The Form 1040-ES also has four payment vouchers which are used to give out your quarterly payments. This goes with the check or money in an envelope that you would send out to the United States Treasury. The form gives you instruction on where to send out the mail.
There is an option to pay your estimated taxes online, too. You can pay taxes using your credit card, debit card, or electronic funds withdrawal.
When is the payment of estimated taxes?
Payment for estimated taxes is done four times (quarterly) each year. Here is the payment period for estimated taxes:
|Payment Period||Due Date|
|January 1- March 31||April 15|
|April 1- May 31||June 15|
|June 1- August 31||September 15|
|September 1- December 31||January 15 (the following year)|
If you are going to mail your payment, you must send out the mail with a postmark on the due date. If the due date falls on a Saturday, Sunday, or legal holiday, the payment would still be considered on time if it was sent out on the next business day.
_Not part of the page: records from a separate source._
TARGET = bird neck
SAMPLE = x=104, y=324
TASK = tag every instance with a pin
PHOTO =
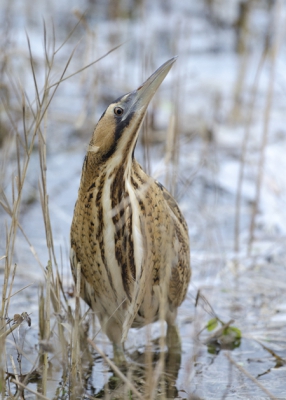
x=115, y=171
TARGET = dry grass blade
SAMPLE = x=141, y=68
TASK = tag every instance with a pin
x=115, y=369
x=87, y=66
x=273, y=51
x=21, y=385
x=246, y=373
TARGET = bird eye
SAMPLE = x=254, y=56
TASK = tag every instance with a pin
x=118, y=111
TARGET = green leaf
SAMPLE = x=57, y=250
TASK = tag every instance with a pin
x=212, y=324
x=232, y=331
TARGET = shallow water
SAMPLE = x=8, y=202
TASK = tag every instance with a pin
x=249, y=289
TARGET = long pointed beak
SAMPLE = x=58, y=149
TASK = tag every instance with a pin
x=141, y=97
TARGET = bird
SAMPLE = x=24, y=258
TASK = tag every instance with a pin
x=128, y=234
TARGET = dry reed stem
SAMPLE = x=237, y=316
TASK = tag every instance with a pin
x=47, y=327
x=254, y=380
x=243, y=154
x=39, y=395
x=115, y=369
x=273, y=50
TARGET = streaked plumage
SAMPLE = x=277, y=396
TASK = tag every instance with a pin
x=127, y=232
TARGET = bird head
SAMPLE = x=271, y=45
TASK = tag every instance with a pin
x=117, y=130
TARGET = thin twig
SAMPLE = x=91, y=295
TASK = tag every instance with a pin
x=115, y=369
x=29, y=390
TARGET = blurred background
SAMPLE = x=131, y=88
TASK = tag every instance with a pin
x=214, y=135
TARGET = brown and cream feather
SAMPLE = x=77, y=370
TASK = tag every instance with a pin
x=128, y=233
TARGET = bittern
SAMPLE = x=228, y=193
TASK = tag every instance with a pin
x=128, y=233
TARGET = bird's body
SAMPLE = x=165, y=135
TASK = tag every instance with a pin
x=128, y=233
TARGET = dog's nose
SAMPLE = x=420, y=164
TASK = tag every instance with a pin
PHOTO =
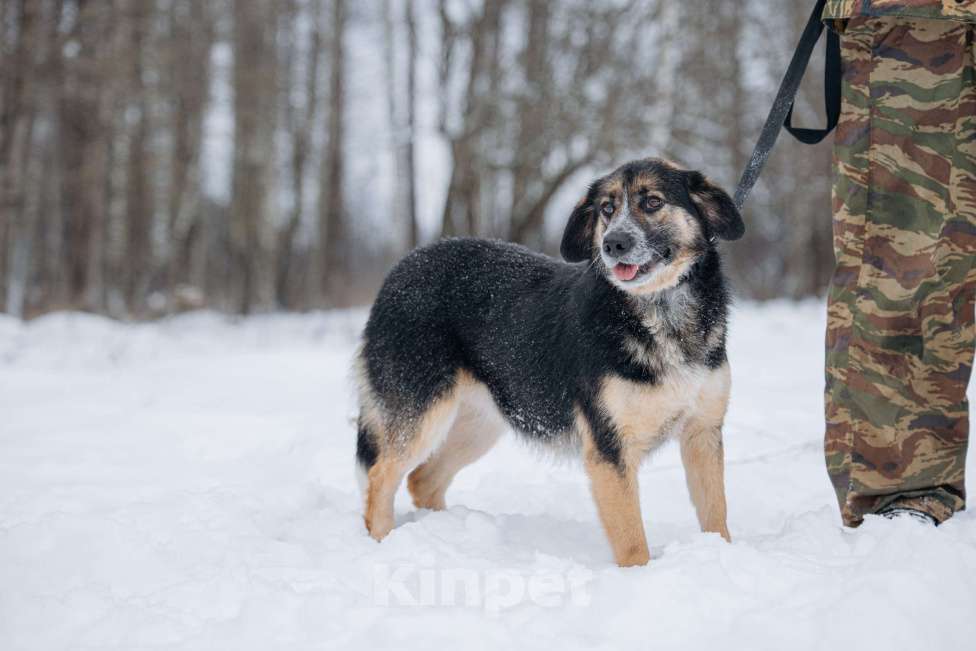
x=618, y=244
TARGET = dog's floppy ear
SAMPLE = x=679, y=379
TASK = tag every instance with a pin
x=715, y=206
x=577, y=244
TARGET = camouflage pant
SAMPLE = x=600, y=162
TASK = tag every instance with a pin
x=901, y=304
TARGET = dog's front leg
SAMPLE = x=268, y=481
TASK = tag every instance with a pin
x=614, y=489
x=703, y=455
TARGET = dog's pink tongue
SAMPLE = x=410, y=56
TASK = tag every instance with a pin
x=625, y=271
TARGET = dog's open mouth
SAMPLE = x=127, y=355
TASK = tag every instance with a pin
x=628, y=272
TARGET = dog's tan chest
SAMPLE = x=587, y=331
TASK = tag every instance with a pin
x=644, y=415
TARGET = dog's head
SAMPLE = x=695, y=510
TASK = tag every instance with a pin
x=648, y=222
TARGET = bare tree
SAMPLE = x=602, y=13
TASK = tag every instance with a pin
x=332, y=219
x=190, y=37
x=299, y=119
x=254, y=76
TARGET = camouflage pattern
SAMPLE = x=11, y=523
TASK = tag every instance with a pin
x=961, y=10
x=900, y=331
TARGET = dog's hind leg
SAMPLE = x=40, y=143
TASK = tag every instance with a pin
x=703, y=456
x=475, y=431
x=399, y=452
x=615, y=491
Can you make multiple payments for your taxes?
The IRS allows you to make multiple payments if ever it would be more convenient for you. You would just need to obtain multiple copies of the payment voucher or do the payment online.
When will you incur a penalty?
Individuals are going to be penalized when they make an underpayment from their previous tax return. Penalties would be incurred each day the amount remains unpaid. Penalties will be also applied to those who were not able to pay off their taxes on time.
Taxpayers would not get charged when they only owe less than $1,000 in tax after subtracting their withholdings and credits. Those who don’t receive their income evenly would be able to not get penalized or lower the number of penalties.
There are also two instances wherein penalties would be waived. First one is when you were unable to pay your estimated taxes due to a casualty, disaster, or other unpredictable scenarios. The second one is when you suddenly retired or you become disabled during the year you need to give off your estimated tax payment.
What are other considerations for paying estimated taxes?
- Renewal of individual taxpayer identification number (ITIN)
For people who got their ITIN before the start of the year, or those that have ITIN not declared on a tax return in the last three consecutive years must renew it.
- Standard Deduction
The following will be able to get a deduction on their tax return
|If your filing status is…||The standard deduction would be|
|A married couple filing jointly or a Qualifying widow(er)||12,700 USD|
|Head of the household||9,350 USD|
|A married couple filing separately or Single||6,350 USD|
- The personal exemption amount for certain taxpayers
If you have a gross income below $156,900 then you would be able to get a personal exemption amounting at $4,050.
- Limitation on itemized deductions
The listed deductions of the taxpayers who have a gross salary of $156,900 would have it deducted in their income.
- Social security tax
Individuals that gained an income of $127,200 would be subjected to social security tax.
How should you list down health care coverage on returns?
You can indicate in your tax return that you had your own health care coverage from the previous years. This would give you an exemption from the health care coverage requirement by the government.
If you purchase health care insurance in the Health Insurance Marketplace then you would be getting credits for this. This would reduce the amount of obligation that you have. Just report whatever changes you would have in your salary or the number of dependents.
Paying off estimated taxes can be a lot of work. It is up to you how you will fulfill your tax obligation to the government. Just make sure that you pay off the correct amount to the IRS in order to prevent getting penalties. Keep the copy of your previous tax returns as they will serve as a guide for your calculations on the next year. It would not be bad as well to consult an accountant or any tax experts regarding your tax return.